How to Get Rid of Roof Rats: Trap High and Seal the Roofline

Written by George Climer

Roof rats are the climbers. If you are hearing scratching in the attic or ceiling at night, or finding droppings up on shelves and in cabinets rather than down at floor level, you are almost certainly dealing with roof rats and not their ground-dwelling Norway cousins. That distinction matters, because it changes where you set your traps.

The short answer: roof rats live and travel up high, so you seal them out at the roofline, cut back the branches they use as highways, and set your snap traps up on beams, rafters, and ledges rather than on the floor. Pre-bait the traps unset for a few days so the rats lose their fear of them, then set them. Skip the poison indoors. For the full method that applies to every rat, see our main guide to how to get rid of rats.

The difference between roof rats and Norway rats

How to Tell You Have Roof Rats

Roof rats, also called black rats, are sleeker and smaller than Norway rats, with a pointed nose, large ears, and a tail that is longer than their head and body combined. They are agile climbers that nest above ground: in attics, upper walls, rafters, palm trees, and dense vines and shrubs. The tell is location. Norway rats stay low in basements, burrows, and crawl spaces, while roof rats live up high, so droppings and gnaw marks on upper shelves, in the attic, or along ceiling beams point to roof rats. Our guide on the different types of rats covers the comparison in detail.

How Roof Rats Get In

Because they climb, roof rats enter from above. They travel along power lines, fences, and tree branches that touch the house, then slip in through gaps at the roofline, vents, eaves, and openings where utility lines enter. Any tree limb within a few feet of the roof is a bridge. Finding and closing these high entry points is half the battle.

How to Get Rid of Roof Rats, Step by Step

1. Cut off their access and food

Trim tree branches back several feet from the roof, pull vines and dense shrubs off the walls, and clear climbing routes. Remove their food too: secure garbage, bring in pet food, and pick up fallen fruit and nuts, which roof rats love.

2. Seal the high entry points

Inspect the roofline, eaves, vents, and gaps around utility lines, and seal anything larger than a quarter inch. Use steel wool, hardware cloth, sheet metal, or cement, never foam or plastic, which rats chew straight through. Screen vents with half-inch galvanized mesh.

3. Trap them up high

This is the step people get wrong. Setting traps on the attic or garage floor does little for a rat that lives in the rafters. Place snap traps up where roof rats actually travel: on beams, ledges, shelves, and along the tops of walls, secured so they cannot be knocked down. Set plenty of them, and pre-bait them unset for a few days first, because roof rats are especially wary of new objects. Bait with a pea-sized dab of peanut butter, nuts, or dried fruit. Our guides on why rats are not eating your bait and how to catch a smart rat help if they are trap-shy.

4. Skip the poison indoors

Rodenticide is a last resort, and indoors it backfires: a poisoned roof rat dies in a wall or attic void, leaving weeks of odor, and the bait risks poisoning pets and the hawks and owls that eat the dying rats. Trapping lets you remove the carcass and confirm the kill. If you use bait at all, use a sealed, tamper-resistant station outdoors.

Are Roof Rats Dangerous?

Yes. Like all rats, they can spread diseases such as leptospirosis, salmonella, and rat-bite fever through their droppings and urine, and their gnawing on wiring in attics is a genuine fire hazard. Clean up droppings safely: do not sweep or vacuum them, ventilate the space first, wear gloves, and dampen the area with a disinfectant or bleach solution before wiping it up. Our guide on how to safely clean up rat droppings walks through it.

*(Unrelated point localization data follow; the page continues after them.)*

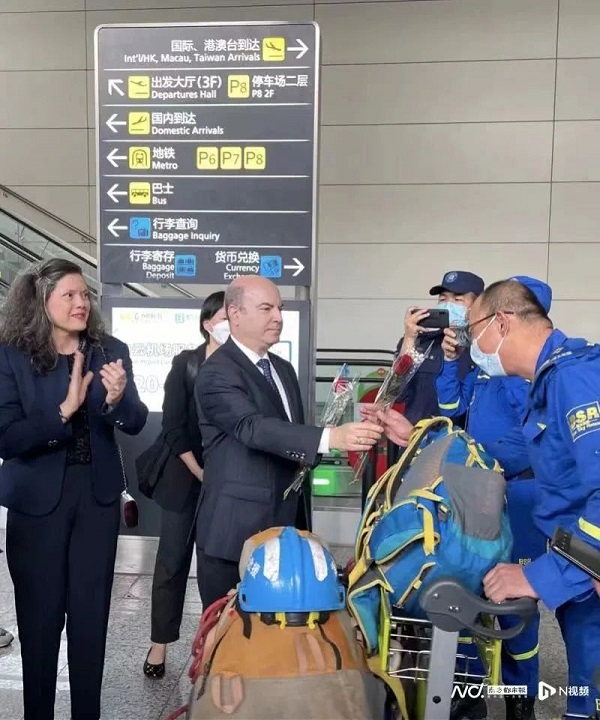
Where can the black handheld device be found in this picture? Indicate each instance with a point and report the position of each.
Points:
(436, 319)
(577, 551)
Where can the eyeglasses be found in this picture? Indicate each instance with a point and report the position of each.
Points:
(469, 328)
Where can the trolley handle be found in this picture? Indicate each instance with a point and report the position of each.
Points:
(450, 606)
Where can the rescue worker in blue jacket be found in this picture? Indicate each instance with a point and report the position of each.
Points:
(456, 293)
(512, 335)
(495, 407)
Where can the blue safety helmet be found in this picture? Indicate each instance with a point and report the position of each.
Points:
(291, 574)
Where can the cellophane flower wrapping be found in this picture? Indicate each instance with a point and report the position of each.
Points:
(395, 382)
(339, 397)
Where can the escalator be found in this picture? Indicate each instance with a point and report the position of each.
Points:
(28, 233)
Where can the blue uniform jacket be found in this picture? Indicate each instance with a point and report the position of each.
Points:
(562, 427)
(33, 438)
(495, 407)
(420, 396)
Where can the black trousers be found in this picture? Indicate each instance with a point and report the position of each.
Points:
(216, 577)
(171, 570)
(62, 564)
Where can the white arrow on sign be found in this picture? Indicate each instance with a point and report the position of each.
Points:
(113, 193)
(112, 157)
(302, 49)
(112, 122)
(114, 226)
(298, 267)
(116, 86)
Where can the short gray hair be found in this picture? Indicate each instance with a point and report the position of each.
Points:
(514, 298)
(234, 295)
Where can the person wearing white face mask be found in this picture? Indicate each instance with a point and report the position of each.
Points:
(178, 488)
(562, 430)
(496, 405)
(456, 293)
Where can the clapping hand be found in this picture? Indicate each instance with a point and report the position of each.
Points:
(114, 379)
(77, 390)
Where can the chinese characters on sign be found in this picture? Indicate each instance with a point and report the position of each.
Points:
(206, 152)
(156, 334)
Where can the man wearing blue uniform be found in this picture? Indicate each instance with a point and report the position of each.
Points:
(495, 408)
(514, 336)
(562, 428)
(456, 293)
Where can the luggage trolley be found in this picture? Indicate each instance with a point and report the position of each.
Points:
(424, 653)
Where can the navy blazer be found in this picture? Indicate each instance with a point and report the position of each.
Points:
(251, 450)
(33, 438)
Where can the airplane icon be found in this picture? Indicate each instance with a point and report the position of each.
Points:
(138, 87)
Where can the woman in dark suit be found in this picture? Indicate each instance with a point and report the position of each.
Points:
(178, 490)
(65, 386)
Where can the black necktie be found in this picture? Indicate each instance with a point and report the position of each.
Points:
(265, 366)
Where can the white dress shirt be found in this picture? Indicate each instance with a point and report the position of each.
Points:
(254, 358)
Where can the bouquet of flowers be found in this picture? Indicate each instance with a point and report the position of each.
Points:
(339, 397)
(397, 378)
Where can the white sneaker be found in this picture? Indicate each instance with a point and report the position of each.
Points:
(5, 638)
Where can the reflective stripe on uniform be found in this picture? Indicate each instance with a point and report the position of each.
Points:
(589, 528)
(524, 656)
(449, 406)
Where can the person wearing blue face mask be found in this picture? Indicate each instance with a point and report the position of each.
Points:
(495, 406)
(561, 427)
(456, 293)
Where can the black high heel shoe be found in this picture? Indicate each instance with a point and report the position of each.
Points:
(153, 671)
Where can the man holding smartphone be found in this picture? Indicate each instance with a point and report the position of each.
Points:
(495, 408)
(514, 336)
(456, 293)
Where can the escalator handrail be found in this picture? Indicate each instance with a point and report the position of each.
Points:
(362, 351)
(86, 237)
(9, 191)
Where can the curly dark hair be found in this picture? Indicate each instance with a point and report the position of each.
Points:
(24, 321)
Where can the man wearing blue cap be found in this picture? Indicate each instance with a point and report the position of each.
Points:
(514, 336)
(456, 293)
(496, 407)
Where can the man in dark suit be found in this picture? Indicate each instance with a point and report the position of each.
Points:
(252, 424)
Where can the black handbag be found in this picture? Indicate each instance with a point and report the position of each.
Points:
(150, 465)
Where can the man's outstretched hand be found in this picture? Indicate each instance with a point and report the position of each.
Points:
(355, 436)
(395, 426)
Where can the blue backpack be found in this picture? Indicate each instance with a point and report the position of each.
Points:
(439, 512)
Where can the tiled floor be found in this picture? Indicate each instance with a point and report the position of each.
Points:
(128, 695)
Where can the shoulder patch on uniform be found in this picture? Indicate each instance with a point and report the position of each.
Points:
(584, 419)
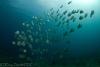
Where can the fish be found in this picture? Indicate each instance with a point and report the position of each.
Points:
(63, 19)
(57, 11)
(61, 6)
(69, 2)
(72, 17)
(77, 11)
(85, 15)
(64, 12)
(67, 20)
(51, 9)
(81, 18)
(71, 30)
(73, 12)
(79, 26)
(69, 14)
(81, 11)
(92, 13)
(65, 33)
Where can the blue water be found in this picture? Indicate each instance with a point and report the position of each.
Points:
(84, 42)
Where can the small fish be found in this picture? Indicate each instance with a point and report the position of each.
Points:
(61, 6)
(63, 19)
(64, 12)
(60, 16)
(69, 2)
(51, 9)
(69, 14)
(57, 11)
(67, 20)
(71, 30)
(92, 13)
(81, 18)
(73, 11)
(81, 11)
(85, 15)
(79, 26)
(65, 33)
(72, 17)
(59, 24)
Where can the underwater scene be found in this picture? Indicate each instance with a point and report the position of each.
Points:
(49, 33)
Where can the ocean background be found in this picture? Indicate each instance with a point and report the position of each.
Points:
(85, 43)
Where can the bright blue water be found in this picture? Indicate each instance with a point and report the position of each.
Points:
(84, 42)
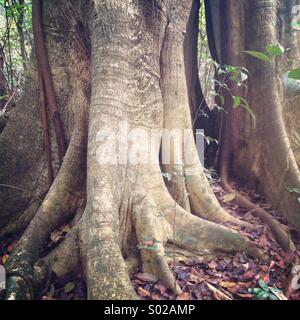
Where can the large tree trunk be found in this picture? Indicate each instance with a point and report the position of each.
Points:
(263, 156)
(138, 80)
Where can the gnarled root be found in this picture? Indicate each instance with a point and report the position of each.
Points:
(58, 206)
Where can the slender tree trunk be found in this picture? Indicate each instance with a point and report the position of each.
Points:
(246, 152)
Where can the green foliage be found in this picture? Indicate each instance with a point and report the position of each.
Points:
(272, 50)
(264, 292)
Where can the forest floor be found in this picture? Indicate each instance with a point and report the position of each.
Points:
(223, 278)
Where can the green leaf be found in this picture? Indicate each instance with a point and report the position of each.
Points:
(258, 55)
(69, 287)
(275, 50)
(294, 74)
(236, 101)
(263, 285)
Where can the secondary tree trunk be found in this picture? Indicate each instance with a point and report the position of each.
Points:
(264, 157)
(139, 84)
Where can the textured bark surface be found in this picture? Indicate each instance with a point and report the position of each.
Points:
(138, 66)
(250, 152)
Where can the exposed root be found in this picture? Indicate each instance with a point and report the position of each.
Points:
(21, 222)
(65, 258)
(168, 223)
(58, 206)
(151, 241)
(280, 235)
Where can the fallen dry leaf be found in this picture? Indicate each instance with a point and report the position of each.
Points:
(147, 277)
(225, 284)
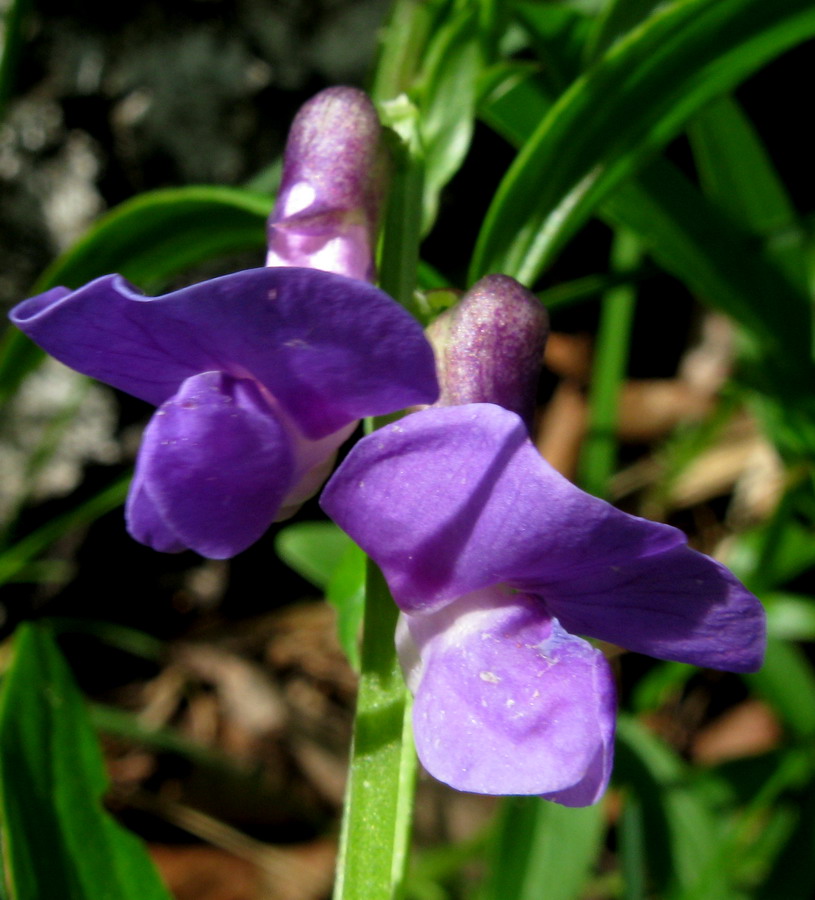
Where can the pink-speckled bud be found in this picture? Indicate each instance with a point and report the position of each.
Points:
(489, 346)
(327, 211)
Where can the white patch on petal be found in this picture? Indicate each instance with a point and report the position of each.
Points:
(301, 196)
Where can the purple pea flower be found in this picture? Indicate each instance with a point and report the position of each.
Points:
(327, 210)
(260, 375)
(498, 564)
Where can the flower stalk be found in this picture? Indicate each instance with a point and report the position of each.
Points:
(378, 808)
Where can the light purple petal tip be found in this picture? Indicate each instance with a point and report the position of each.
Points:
(330, 349)
(452, 500)
(489, 346)
(326, 213)
(213, 468)
(509, 703)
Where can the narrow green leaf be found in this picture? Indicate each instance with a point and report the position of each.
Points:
(618, 18)
(403, 44)
(693, 240)
(16, 557)
(787, 682)
(623, 109)
(738, 175)
(329, 559)
(12, 34)
(313, 549)
(452, 67)
(346, 593)
(684, 232)
(514, 100)
(598, 457)
(148, 239)
(374, 842)
(59, 841)
(681, 831)
(542, 849)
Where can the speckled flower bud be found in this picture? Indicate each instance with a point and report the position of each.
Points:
(327, 211)
(489, 346)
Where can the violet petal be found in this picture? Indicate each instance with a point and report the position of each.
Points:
(215, 464)
(501, 682)
(452, 500)
(144, 522)
(330, 349)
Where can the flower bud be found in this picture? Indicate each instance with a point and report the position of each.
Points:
(489, 346)
(327, 211)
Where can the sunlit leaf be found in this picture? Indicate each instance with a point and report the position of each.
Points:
(623, 109)
(58, 839)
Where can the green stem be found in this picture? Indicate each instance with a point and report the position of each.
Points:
(599, 455)
(377, 818)
(379, 798)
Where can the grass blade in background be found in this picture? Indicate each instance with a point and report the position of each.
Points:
(156, 235)
(738, 175)
(12, 27)
(329, 559)
(598, 456)
(686, 234)
(453, 65)
(541, 849)
(58, 839)
(626, 107)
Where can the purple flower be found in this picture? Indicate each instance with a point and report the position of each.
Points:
(498, 563)
(327, 210)
(258, 377)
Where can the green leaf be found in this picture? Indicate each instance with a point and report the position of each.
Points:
(156, 235)
(15, 558)
(346, 593)
(13, 21)
(699, 244)
(513, 99)
(329, 559)
(687, 234)
(790, 617)
(313, 549)
(540, 843)
(679, 829)
(453, 64)
(787, 682)
(558, 34)
(58, 839)
(623, 109)
(618, 18)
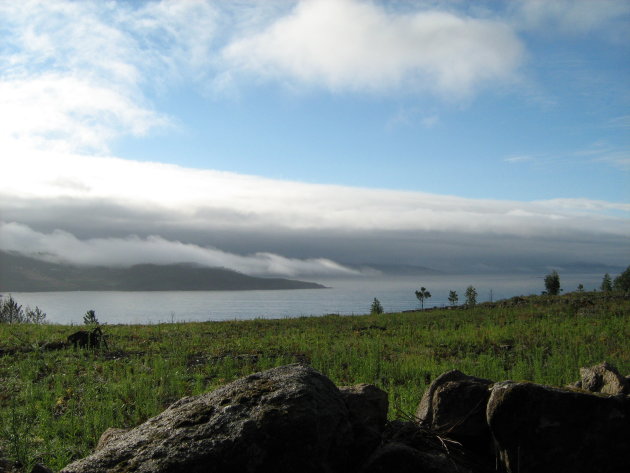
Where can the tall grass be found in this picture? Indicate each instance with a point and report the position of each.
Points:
(55, 404)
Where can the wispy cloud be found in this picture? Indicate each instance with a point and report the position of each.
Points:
(62, 246)
(347, 45)
(74, 74)
(572, 17)
(519, 159)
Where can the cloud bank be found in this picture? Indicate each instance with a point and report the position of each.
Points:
(105, 210)
(61, 246)
(77, 76)
(359, 46)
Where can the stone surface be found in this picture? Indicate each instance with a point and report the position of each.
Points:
(431, 453)
(400, 458)
(367, 407)
(454, 406)
(286, 419)
(603, 378)
(538, 429)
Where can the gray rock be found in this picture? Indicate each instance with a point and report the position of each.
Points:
(603, 378)
(454, 406)
(367, 406)
(287, 419)
(400, 458)
(429, 452)
(539, 429)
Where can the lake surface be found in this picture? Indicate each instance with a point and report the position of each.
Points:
(345, 297)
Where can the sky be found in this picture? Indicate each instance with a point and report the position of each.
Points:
(316, 137)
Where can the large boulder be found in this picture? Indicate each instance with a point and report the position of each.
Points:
(454, 406)
(286, 419)
(538, 429)
(367, 407)
(603, 378)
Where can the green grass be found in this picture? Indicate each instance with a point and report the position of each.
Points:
(55, 404)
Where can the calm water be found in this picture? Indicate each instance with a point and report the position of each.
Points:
(345, 297)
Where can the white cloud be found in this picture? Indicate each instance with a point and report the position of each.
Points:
(359, 46)
(61, 246)
(74, 75)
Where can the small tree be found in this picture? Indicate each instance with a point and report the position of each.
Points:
(606, 283)
(552, 283)
(423, 294)
(90, 318)
(10, 311)
(34, 316)
(471, 296)
(453, 297)
(377, 307)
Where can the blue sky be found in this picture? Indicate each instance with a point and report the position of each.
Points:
(299, 137)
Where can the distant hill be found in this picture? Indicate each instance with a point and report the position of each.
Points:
(22, 274)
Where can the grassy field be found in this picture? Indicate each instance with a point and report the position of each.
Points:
(54, 404)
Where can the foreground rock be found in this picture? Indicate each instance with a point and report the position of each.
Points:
(454, 406)
(367, 408)
(538, 429)
(603, 378)
(293, 419)
(286, 419)
(409, 448)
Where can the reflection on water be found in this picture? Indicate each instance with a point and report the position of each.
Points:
(345, 297)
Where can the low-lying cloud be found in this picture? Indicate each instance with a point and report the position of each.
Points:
(63, 247)
(87, 209)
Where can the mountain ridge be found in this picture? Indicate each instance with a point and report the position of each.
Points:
(19, 273)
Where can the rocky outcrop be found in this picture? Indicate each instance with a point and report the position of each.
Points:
(294, 419)
(367, 408)
(454, 406)
(538, 428)
(603, 378)
(286, 419)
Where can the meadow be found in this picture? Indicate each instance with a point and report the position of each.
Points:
(54, 404)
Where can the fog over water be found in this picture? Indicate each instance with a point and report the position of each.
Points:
(344, 296)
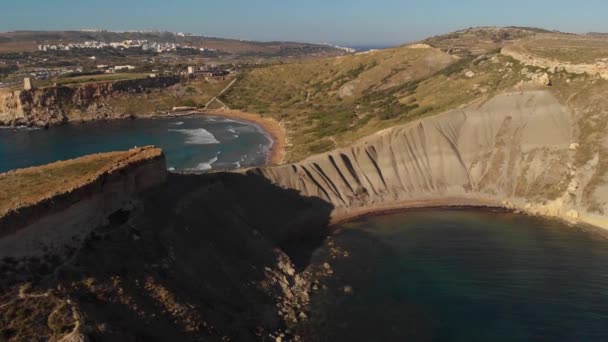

When to Call a Professional

Call a pro if the rats are in hard-to-reach parts of the attic or wall voids, if you cannot find the entry points along the roofline, or if the problem keeps coming back. Roof rat work often means height and tight spaces, and a professional can find the access points and trap where it counts.

Related Rat Guides

Frequently Asked Questions

How do I know if I have roof rats or Norway rats?

Location is the giveaway. Roof rats live and leave droppings up high, in attics, on shelves, and along ceiling beams, and have a pointed nose and a tail longer than their body. Norway rats stay low in basements, burrows, and crawl spaces and are stockier with a blunt nose.

Where do you put traps for roof rats?

Up high, where they travel: on beams, rafters, ledges, shelves, and the tops of walls, secured so they will not fall. Floor traps are largely wasted on a rat that lives above your head.

How do roof rats get into the house?

From above. They climb power lines, fences, and overhanging branches, then enter through gaps at the roofline, eaves, vents, and around utility lines. Trimming branches back and sealing high openings cuts off their access.

What attracts roof rats?

Food and easy climbing routes: fallen fruit and nuts, unsecured garbage and pet food, plus trees, vines, and wires that bridge to the roof. Remove the food and the bridges and they lose interest.